L’enquête sur la gestion des fonds alloués à la lutte contre la pandémie de Covid-19 au ministère des Sports prend une nouvelle tournure, avec des révélations qui mettent en lumière de nombreuses zones d’ombre. Inculpé sous le régime du contrôle judiciaire, l’ancien Directeur de l’Administration générale et de l’Équipement (DAGE), Mamadou Ngom Niang, a versé une caution de 150 millions de FCFA pour éviter la détention préventive.
Devant les enquêteurs de la Division des investigations criminelles (DIC), Mamadou Ngom Niang a soutenu que le ministère des Sports ne disposait pas de compte de dépôt au Trésor public, rendant difficile la traçabilité des flux financiers. Il a expliqué que le ministère des Finances avait transféré 400 millions de FCFA sous le chapitre « transferts courants », destiné aux associations et groupements sportifs.

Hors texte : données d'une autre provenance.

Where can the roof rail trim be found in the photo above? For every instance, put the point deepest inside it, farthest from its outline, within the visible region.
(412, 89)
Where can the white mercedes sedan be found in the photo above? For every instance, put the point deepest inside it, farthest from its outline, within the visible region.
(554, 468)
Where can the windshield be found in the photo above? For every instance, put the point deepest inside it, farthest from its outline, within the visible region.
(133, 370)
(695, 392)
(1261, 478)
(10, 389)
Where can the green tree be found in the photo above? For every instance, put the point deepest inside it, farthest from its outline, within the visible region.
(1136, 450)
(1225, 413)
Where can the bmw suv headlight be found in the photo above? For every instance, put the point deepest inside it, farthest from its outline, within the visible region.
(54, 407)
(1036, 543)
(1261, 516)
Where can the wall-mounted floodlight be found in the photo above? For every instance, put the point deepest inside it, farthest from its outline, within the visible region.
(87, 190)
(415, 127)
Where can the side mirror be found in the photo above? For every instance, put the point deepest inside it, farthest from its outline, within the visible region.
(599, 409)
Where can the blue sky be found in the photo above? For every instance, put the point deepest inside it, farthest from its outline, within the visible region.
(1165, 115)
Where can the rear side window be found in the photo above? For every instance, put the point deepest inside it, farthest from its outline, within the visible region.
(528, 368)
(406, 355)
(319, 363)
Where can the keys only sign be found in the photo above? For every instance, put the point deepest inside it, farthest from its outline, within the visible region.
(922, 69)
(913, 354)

Selon lui, la répartition des fonds aurait été directement supervisée par l’ancien ministre des Sports, Matar Ba, en collaboration avec le Comité national olympique sénégalais (CNOSS) et leDdirecteur des activités physiques et sportives, Mamadou Fall. Il affirme avoir agi uniquement sur ordre du ministre, qui lui aurait transmis un tableau détaillant les montants à allouer à chaque structure bénéficiaire.
Le cas particulier de la Fédération de basket
Parmi les opérations évoquées, Ngom Niang a révélé que Matar Ba aurait ordonné un virement de 205 millions de FCFA à la Fédération sénégalaise de basket, malgré l’absence de bons de paiement validés. Cette fédération, à laquelle l’État devait déjà 140 millions de FCFA, aurait restitué 50 millions sous forme de deux chèques. Ce montant aurait été utilisé par le DAGE pour apurer d’autres créances envers d’autres groupements sportifs.

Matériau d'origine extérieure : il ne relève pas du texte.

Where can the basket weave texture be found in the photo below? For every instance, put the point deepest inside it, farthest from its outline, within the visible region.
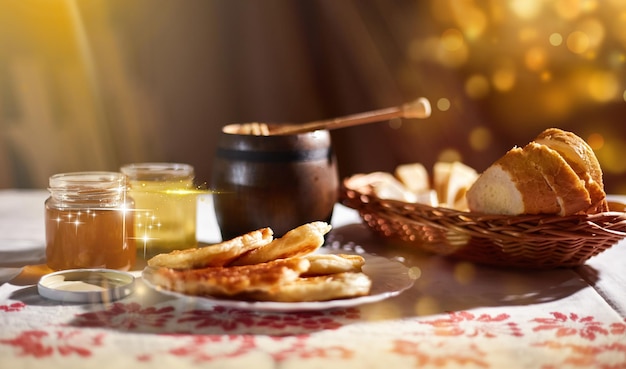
(525, 241)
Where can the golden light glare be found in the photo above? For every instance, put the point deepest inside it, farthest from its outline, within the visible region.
(452, 57)
(567, 9)
(449, 155)
(555, 102)
(603, 86)
(480, 138)
(556, 39)
(477, 86)
(443, 104)
(535, 58)
(471, 19)
(577, 42)
(504, 78)
(526, 9)
(594, 29)
(452, 39)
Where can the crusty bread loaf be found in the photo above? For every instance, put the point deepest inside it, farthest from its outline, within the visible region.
(557, 173)
(583, 161)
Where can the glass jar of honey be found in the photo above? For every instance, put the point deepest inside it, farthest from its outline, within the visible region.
(165, 206)
(88, 221)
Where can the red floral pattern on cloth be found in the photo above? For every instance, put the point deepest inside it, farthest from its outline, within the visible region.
(210, 336)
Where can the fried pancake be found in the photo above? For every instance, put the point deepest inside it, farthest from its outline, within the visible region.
(229, 281)
(299, 241)
(332, 263)
(214, 255)
(318, 288)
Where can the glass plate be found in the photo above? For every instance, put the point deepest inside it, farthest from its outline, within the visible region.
(389, 278)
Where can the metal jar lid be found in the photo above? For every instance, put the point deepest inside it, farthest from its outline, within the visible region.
(86, 285)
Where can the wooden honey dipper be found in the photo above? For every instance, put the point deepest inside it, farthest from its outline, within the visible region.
(419, 108)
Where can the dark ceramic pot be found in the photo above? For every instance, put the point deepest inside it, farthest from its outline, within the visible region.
(278, 181)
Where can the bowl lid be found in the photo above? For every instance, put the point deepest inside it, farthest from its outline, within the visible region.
(86, 285)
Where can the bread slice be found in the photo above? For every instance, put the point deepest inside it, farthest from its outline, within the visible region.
(570, 191)
(557, 173)
(511, 187)
(414, 176)
(582, 160)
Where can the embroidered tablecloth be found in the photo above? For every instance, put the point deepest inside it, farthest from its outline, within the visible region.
(457, 315)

Actuellement en poste aux services fiscaux de Guédiawaye, Mamadou Ngom Niang continue d’affirmer que tous les décaissements ont été effectués sur instruction du ministre, dans le strict respect de la hiérarchie. Seulement, s’il se décharge sur le ministre Matar Ba, il est aussi mis en cause par Saer Seck et le lutteur Gris Bordeaux.
Témoignages accablants de Saer Seck et Gris Bordeaux contre le DAGE
Lors des auditions menées par la DIC, des bénéficiaires des fonds ont mis en cause l’ancien DAGE. Saer Dièye Seck, ancien président de la Ligue sénégalaise de football professionnel (LSFP), a reconnu que la LSFP avait bien reçu une somme de 100 millions de FCFA le 12 mars 2021. Il a précisé que cet argent lui avait été remis en espèces par Mamadou Ngom Niang, avant d’être déposé, le jour même, sur le compte de la Ligue à la NSIA Bank.
Devant les enquêteurs, Saer Seck a contesté la validité de la décharge présentée à la Cour des Comptes par le DAGE, affirmant qu’il n’en est pas le signataire. Selon lui, la signature figurant sur le document ne correspond pas à la sienne, car il a recu l’argent en liquide sans avoir signé quoi que ce soit.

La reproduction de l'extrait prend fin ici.